Le président du Parlement de l’Union africaine veut rapprocher, comme le veulent les missions de son institution, les peuples du continent par l’intégration. Mais le Camerounais Roger Nkodo Dang, élu le 27 mai dernier à Midrand, en Afrique du Sud, pour un mandat de trois ans, dit avoir l’impression que les recommandations du parlement qui siège à Johannesburg «ne sont pas suivies d’effets». Il plaide également la ratification du protocole de Malabo par les Etats-parties, car seul le Mali l’a fait jusqu’ici.

Quel est l’objet de votre visite au Sénégal ?
Je suis au Sénégal pour trois raisons. La première, c’est pour présenter le Parlement panafricain au Peuple du Sénégal. C’est un organe qui n’est presque pas connu des populations africaines de manière générale. Le Parlement panafricain siège en Afrique du Sud avec une représentation égale de 5 députés par pays dont le Sénégal. Je précise que parmi les cinq, il y a une femme. C’est un Parlement constitué qui tient deux sessions par an, avec à sa tête un bureau composé d’un président et de quatre vice-présidents représentant les régions d’Afrique, un secrétariat avec un secrétaire général et deux adjoints, et dix commissions permanentes. C’est dire que c’est très important pour l’Afrique de savoir qu’il y a un organe qui, demain, s’il est doté de pouvoirs législatifs, pourra légiférer pour l’ensemble du continent.
La deuxièmement raison de ma visite à Dakar, c’est de suivre le processus de ratification des instruments juridiques de l’Union africaine, particulièrement du parlement. La troisième raison, ce sont les relations entre le Parlement panafricain et celui du Sénégal. Il s’agit de voir la coopération entre ces deux institutions. Et sur ce point, il faut relever qu’en tant que président du Parlement panafricain, j’ai de très bonnes relations avec le président de l’Assemblée nationale du Sénégal. Je précise d’ailleurs que le Sénégal est toujours présent, aussi bien dans les réunions de commissions que dans les sessions, par ses fortes délégations qui prennent part à toutes les délibérations. L’un de ses membres, l’Honorable Ndiaye, dirige d’ailleurs l’importante commission Education, culture et tourisme. Sans oublier l’Honorable Aïssatou Sow qui est Rapporteur du Caucus régional Afrique de l’Ouest.
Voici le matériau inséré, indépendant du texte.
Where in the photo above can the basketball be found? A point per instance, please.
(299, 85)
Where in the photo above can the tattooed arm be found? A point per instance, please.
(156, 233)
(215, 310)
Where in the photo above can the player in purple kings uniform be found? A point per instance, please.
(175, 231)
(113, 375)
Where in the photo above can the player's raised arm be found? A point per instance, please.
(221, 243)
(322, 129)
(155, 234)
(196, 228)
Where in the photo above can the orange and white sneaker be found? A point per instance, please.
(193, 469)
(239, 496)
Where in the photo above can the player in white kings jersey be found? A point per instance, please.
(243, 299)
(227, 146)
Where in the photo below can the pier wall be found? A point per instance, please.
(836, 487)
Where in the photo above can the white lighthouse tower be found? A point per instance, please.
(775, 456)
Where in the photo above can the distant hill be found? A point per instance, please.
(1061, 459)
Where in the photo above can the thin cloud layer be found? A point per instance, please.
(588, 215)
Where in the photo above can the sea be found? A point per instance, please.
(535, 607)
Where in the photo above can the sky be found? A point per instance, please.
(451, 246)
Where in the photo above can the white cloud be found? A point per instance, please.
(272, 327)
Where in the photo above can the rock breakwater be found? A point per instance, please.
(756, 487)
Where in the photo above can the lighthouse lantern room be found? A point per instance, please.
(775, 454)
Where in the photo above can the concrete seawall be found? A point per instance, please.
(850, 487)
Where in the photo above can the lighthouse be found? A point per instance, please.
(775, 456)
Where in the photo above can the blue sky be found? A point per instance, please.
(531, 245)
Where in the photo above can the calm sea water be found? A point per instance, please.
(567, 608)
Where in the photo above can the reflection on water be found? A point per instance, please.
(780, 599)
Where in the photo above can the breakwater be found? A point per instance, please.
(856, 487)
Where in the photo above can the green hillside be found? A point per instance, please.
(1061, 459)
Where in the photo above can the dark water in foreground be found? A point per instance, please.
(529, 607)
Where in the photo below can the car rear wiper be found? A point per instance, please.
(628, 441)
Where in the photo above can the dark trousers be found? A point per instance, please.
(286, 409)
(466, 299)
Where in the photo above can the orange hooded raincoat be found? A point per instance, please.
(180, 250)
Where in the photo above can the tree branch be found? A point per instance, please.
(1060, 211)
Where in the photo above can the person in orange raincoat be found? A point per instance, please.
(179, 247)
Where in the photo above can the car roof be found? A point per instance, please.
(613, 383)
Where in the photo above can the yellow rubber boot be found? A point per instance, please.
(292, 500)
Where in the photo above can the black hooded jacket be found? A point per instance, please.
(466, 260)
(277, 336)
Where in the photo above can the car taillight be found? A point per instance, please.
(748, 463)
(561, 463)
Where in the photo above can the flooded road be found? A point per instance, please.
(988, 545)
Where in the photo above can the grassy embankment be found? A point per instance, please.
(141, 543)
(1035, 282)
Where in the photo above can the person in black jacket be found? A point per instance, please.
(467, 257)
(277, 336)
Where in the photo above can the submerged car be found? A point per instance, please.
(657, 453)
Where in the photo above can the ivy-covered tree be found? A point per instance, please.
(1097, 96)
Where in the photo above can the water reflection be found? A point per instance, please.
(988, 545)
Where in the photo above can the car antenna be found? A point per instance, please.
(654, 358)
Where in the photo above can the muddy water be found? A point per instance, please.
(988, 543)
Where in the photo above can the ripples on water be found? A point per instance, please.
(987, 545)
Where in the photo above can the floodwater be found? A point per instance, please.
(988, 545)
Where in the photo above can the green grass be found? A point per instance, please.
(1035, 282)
Le débat sur la parité dans le Parlement panafricain a été posé au Sénégal. Qu’en dites-vous ?
Le protocole instituant le Parlement panafricain avait déjà réglé ce problème. Pour chaque délégation, il faut au moins une femme. Ce protocole est allé plus loin d’ailleurs en stipulant que chaque délégation devra comporter au moins deux femmes. Je rappelle que le parlement a été mis en place en 2004 à Addis-Abeba. Nous avons 11 ans d’existence aujourd’hui. Et l’année dernière, nous avions fêté les 10 ans. Seulement, personne ne connaît encore le parlement, alors que nous avons les mêmes missions qui pourraient contribuer au bien-être des populations du continent. Nous intervenons aussi dans la pacification et la démocratisation du continent par exemple.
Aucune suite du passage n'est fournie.